PERADABAN ISLAM DI MASA

 UMAR BIN KHATTAB

  1.  I.        PENDAHULUAN

Khulafaur Rasyidin adalah para pemimipin pengganti Rosulullah. Salah satu dari Khulafaur Rasyidin adalah Umar Bin Khattab. Diaalah sahabat Rosulullah yang paling cemerlang, sang inspirator umat islam. Umar adalah bentetng agama islam yang paling kokoh sekaligus pilarnya yang paling kuat. Umar merupakan  khalifah yang berhasil menyebarluaskan islam sampai kepelosok negeri- negeri yang jauh yang sebelumnya belum pernah tersentuh oleh peradaban islam.

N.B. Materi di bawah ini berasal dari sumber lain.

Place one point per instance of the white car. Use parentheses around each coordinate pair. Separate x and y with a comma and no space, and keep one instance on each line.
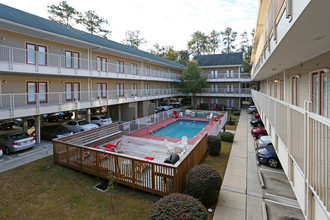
(101,120)
(79,125)
(163,107)
(264,141)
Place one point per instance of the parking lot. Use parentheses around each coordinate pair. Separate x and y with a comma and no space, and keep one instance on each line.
(277,194)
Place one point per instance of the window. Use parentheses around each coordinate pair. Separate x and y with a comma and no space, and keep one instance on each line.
(120,66)
(71,59)
(101,64)
(72,91)
(36,89)
(134,89)
(282,89)
(32,50)
(120,89)
(148,70)
(294,90)
(101,90)
(134,68)
(319,93)
(147,89)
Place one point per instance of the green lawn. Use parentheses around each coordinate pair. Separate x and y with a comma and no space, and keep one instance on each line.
(44,190)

Hanya dalam waktu singkat, yaitu 10 tahun masa pemerintahanya, dia berhasil menaklukan wilayan yang membentang dari Afrika Utara hingga ke Persia. Untuk mengatur sebuah negara yang besar, maka dipeloporilah pembentukan jawatan pemerintahan, sistem ketatanegaraan yang lebih maju dan perbaikan administrasi negara.

Untuk itu pada makalah ini akan sedikit dipaparkan mengenai peradaban islam pada masa khalifah Umar bin Khattab dengan rumusan masalah seperti di bawah ini.

  1. II.        RUMUSAN MASALAH
    1. Bagaimana Riwayat Hidup Umar bin Khattab ?
    2. Bagaimana Perluasan Daerah Islam Selama Pemerintahanya ?
    3. Bagaimana Sistem Ketatanegaraanya ?
  1. III.        PEMBAHASAN
    1. Riwayat Hidup Umar  bin Khattab

Umar lahir dari keturunan yang mulia. Ia berasal dari suku Quraisy. Nasabnya bertemu dengan Rosulullah pada leluhur mereka yang kesembilan. Pohon keturunan Umar dapat ditelusuri sebagai berikut: Umar adalah putra Khattab,  putra Nufail,  putra Abd al-Uzza, putra Riyah, putra Abdullah, putra Qarth, putra Razah, putra ‘Adiy, putra Ka’ab, pura Lu’ay, putra Ghalib al ‘Adawiy al Quraisyi. Nasab Umar bertemu dengan nasab Nabi Muhammad SAW pada Ka’ab. Sementara itu, ibunda Umar adalah Hantamah putri Hasyim, putra Al Mughirah al Makhzumiyah.

Tak banyak yang tahu kapan pastinya Umar dilahirkan. Riwayat termasyhur mengatakan bahwa Umar dilahirkan tiga belas tahun setelah kelahiran Nabi Muhammad SAW atau sekitar tahun 586 M, di kota Makkah, kota kosmopolitan , semenanjung Arab.

Lahir dari klan ningrat, yatu Quraisy yang merupakan kaum bangsawan Arab yang paling disegani karena orang-orang Quraiy tercatat sebagai orang terpandang dan pemegang jawatan sosial. Seperti para saudagar, pedagang kaya, penjaga ka’bah, pengawas para peziarah, penyelenggara diplomasi, penunjuk kepala suku, ksatria perang, sekaligus pemegang administrasi perdagangan dan peradilan orang – orang Arab. Sehingga Khattab, ayah Umar, mengajari Umar dengan berbagai tradisi kelelakian khas semenanjung, seperti : menggembala ternak, memanah, memainkan pedang dan tombak, berburu, menunggang kuda, administrasi, hingga baca tulis dan mazmur – mazmur leluhur. Selain itu karena Umar juga sering berdagang ke berbagai daerah  maka diapun menguasai beberapa bahasa seperti Suryani (Suriahc – Aramaic), Ibrani dan Persi.

 

Riwayat Masuknya Umar pada Agama Islam.

“ Ya Allah, agungkanlah Islam dengan salah satu dari dua lelaki ini : Umar bin Khattab atau Umar Ibn Hisyam Abu Jahal”. Itulah sepenggal doa Rosulullah pada suatu ketika.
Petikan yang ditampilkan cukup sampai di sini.